Kann sie den Fernabsatz-Kaufvertrag widerrufen - als Verbraucherin?

onlineurteile.de - Auf der Internetplattform eines Elektrogroßhändlers bestellte eine Rechtsanwältin drei Lampen für insgesamt 766 Euro. Sie gab ihren Namen an (ohne Berufsbezeichnung) und als Liefer- bzw. Rechnungsadresse die Anschrift der "Kanzlei Dr. B.", bei der sie arbeitete. Später widerrief sie den Kaufvertrag.

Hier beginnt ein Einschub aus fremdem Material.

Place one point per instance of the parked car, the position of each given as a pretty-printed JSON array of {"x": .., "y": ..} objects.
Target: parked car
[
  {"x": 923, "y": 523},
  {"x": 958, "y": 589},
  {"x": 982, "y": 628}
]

Dieses Recht steht nur Verbrauchern im Versandhandel zu ("Fernabsatzvertrag"), nicht aber Unternehmern oder anderen Selbständigen. Deshalb erklärte die Anwältin, die Lampen seien für ihre Privatwohnung bestimmt gewesen. Sie habe bei diesem Geschäft als Verbraucherin gehandelt und nicht als selbständige Freiberuflerin.

Darauf ließ sich der Verkäufer nicht ein und wurde von der Anwältin auf Rückzahlung des Kaufpreises verklagt. Der Bundesgerichtshof gab ihr Recht (VIII ZR 7/09). Ein Kauf sei nur dann der selbständigen beruflichen Tätigkeit zuzuordnen, wenn die Käuferin dies dem Verkäufer durch ihr Verhalten zweifelsfrei zu erkennen gebe.

Hier lägen jedoch keine konkreten Umstände vor, aus denen der Händler eindeutig hätte schließen können, dass die Käuferin die Lampen im Zusammenhang mit ihrer Anwaltstätigkeit gekauft habe. Die Angabe der Kanzleianschrift als Liefer- und Rechnungsadresse genüge dafür nicht.